La settimana scorsa, prima della morte di Kim Jong-Il , Pyongyang aveva all'improvviso annunciato di voler fermare il programma nucleare all'uranio che, come sappiamo, ha bloccato per anni la trattativa a sei sulla Corea. A suo avviso i colloqui a sei costituiscono anche per Pyongyang lo strumento più efficace per avviare la risoluzione del problema? Inoltre, quale potrà essere il futuro dei colloqui a sei, posto che sappiamo ancora poco sull'orientamento della nuova leadership?
Torno a porre l'accento sulla centralità della penisola coreana in correlazione con il nord-est asiatico. La crescita economica e la stabilità dell'area è nell'interesse di Paesi come la Cina, il Giappone, la Russia e gli stessi Stati Uniti. Non è detto che il modo in cui i "Six-party talks" sono nati e si sono sviluppati fino al 2008, seguirà lo stesso canovaccio per le future sessioni di dialogo. Il 2012 lascia ipotizzare che vi siano le premesse per una ripresa, ma sarebbe sbagliato fossilizzarsi su un'unica formula: l'approccio deve essere pronto anche a sostenere nuove dinamiche. Sicuramente, ci troviamo di fronte a un nuovo scenario in cui l'arricchimento dell'uranio è un fattore aggiuntivo di preoccupazione: lo scopo è ottenere garanzie da parte del regime di Pyongyang per un immediato abbandono di questa e di altre fonti di proliferazione.

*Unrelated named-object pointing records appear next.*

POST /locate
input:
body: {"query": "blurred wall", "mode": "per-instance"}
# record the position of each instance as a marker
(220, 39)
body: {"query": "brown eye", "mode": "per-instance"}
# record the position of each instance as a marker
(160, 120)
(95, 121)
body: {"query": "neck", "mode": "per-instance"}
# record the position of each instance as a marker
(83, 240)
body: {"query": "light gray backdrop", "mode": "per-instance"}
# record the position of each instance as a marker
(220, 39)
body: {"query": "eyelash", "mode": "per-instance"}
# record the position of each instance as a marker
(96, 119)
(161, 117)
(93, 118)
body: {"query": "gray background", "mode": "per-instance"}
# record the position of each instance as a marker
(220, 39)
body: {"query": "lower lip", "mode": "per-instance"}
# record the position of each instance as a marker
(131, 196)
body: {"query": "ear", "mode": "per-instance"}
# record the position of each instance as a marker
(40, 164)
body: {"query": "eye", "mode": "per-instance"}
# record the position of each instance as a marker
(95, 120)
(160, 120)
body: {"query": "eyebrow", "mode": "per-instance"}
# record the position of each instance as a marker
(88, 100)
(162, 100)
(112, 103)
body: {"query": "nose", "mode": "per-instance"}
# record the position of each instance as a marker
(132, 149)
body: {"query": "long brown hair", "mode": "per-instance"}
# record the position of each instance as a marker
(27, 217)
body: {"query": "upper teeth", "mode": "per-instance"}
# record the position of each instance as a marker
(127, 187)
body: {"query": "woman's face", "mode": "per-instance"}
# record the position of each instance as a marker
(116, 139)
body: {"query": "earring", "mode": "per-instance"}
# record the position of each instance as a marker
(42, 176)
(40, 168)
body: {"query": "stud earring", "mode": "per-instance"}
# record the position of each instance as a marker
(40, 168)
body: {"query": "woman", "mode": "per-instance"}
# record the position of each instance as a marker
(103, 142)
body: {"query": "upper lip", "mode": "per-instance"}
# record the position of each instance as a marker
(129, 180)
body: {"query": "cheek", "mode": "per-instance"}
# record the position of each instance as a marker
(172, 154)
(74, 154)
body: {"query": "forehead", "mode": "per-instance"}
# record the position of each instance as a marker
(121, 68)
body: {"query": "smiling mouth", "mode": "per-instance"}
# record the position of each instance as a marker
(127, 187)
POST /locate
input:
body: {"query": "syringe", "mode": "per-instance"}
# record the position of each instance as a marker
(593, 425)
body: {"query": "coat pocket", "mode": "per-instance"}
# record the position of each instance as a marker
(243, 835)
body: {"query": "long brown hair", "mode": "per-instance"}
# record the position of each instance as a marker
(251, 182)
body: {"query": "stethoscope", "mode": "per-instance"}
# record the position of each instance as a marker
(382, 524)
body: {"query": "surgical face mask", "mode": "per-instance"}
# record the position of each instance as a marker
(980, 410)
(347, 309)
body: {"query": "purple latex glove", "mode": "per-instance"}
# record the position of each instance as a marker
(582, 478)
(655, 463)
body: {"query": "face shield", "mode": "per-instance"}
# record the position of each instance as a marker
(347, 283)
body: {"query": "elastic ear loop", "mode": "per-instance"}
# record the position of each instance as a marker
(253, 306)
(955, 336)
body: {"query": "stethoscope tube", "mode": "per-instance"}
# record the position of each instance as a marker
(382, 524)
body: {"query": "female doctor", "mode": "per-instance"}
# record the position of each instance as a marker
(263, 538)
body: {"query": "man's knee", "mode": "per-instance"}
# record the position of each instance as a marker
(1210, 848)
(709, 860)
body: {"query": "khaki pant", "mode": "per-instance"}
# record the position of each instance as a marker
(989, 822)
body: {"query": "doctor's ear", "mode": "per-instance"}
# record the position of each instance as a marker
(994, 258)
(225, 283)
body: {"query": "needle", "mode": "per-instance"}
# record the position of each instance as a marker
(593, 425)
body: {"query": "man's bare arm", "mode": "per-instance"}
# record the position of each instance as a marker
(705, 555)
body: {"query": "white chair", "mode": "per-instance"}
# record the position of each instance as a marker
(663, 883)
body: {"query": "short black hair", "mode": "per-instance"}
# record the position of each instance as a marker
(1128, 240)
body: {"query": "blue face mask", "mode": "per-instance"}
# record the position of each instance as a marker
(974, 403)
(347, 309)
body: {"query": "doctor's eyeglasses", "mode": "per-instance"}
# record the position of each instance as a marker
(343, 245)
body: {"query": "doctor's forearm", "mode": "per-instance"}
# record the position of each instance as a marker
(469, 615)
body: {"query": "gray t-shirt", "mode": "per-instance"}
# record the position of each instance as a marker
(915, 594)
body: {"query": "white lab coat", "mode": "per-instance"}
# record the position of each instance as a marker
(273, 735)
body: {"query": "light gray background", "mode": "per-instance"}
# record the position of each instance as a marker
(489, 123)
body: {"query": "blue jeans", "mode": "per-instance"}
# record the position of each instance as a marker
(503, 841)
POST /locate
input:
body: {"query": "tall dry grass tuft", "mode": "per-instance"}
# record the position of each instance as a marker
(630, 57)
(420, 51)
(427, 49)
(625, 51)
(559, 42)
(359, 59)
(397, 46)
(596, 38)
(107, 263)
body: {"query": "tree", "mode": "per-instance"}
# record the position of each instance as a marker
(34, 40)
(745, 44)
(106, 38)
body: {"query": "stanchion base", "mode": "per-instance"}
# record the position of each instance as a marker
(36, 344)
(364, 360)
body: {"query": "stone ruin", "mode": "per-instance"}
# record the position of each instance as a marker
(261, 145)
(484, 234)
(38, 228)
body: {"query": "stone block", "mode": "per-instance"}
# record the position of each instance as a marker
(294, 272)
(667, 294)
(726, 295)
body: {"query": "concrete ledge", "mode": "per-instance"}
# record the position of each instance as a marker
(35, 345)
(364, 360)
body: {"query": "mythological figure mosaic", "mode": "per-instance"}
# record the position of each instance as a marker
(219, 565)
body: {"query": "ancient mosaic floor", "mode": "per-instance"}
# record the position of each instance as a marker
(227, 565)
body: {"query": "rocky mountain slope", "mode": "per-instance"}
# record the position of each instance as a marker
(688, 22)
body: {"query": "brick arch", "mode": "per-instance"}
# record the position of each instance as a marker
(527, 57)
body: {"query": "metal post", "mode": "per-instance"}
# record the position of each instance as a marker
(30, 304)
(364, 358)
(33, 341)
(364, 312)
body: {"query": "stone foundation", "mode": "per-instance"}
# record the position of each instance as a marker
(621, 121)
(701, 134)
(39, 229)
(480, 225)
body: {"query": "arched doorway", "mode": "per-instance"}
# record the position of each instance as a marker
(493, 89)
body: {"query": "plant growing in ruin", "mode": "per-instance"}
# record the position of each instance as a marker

Abbiamo saputo che la scomparsa di Kim Jong-Il ha scatenato una bufera sui servizi segreti sudcoreani, colti di sorpresa da una morte che risaliva addirittura al sabato precedente. Quali sono state in generale le reazioni sud-coreane alla notizia?
Non sono in grado di stabilire in che misura la Corea del Sud abbia potuto seguire gli ultimi eventi anche se report sulla salute di Kim Jong-il circolavano regolarmente da mesi. Posso dire con certezza che la preparazione al cambio di leadership nordcoreano era qualcosa che tutti avevano già messo in conto. Quando un passaggio di potere avviene in una cultura come quella nord-coreana – permeata di tradizione confuciana in cui l'autorevolezza e l'anzianità di un leader sono elementi importanti - i cambiamenti al vertice vanno seguiti da vicino e per un periodo protratto. D'altro canto la popolazione sudcoreana è abituata a convivere con un regime ostico al confine, tanto che non abbiamo assistito né a scene di panico né ad allarmi eccessivi. Seul ha adottato misure di sicurezza, ha mobilitato per esempio le Forze armate, ma senza incidere sulla libertà di movimento di cittadini e stranieri che fanno della capitale sudcoreana una città vivacissima e dinamica proprio al centro di quell'area del Nord est asiatico a cui correttamente guardano tanti imprese anche italiane, come ha mostrato a novembre la nostra recente missione economica di sistema in Repubblica di Corea.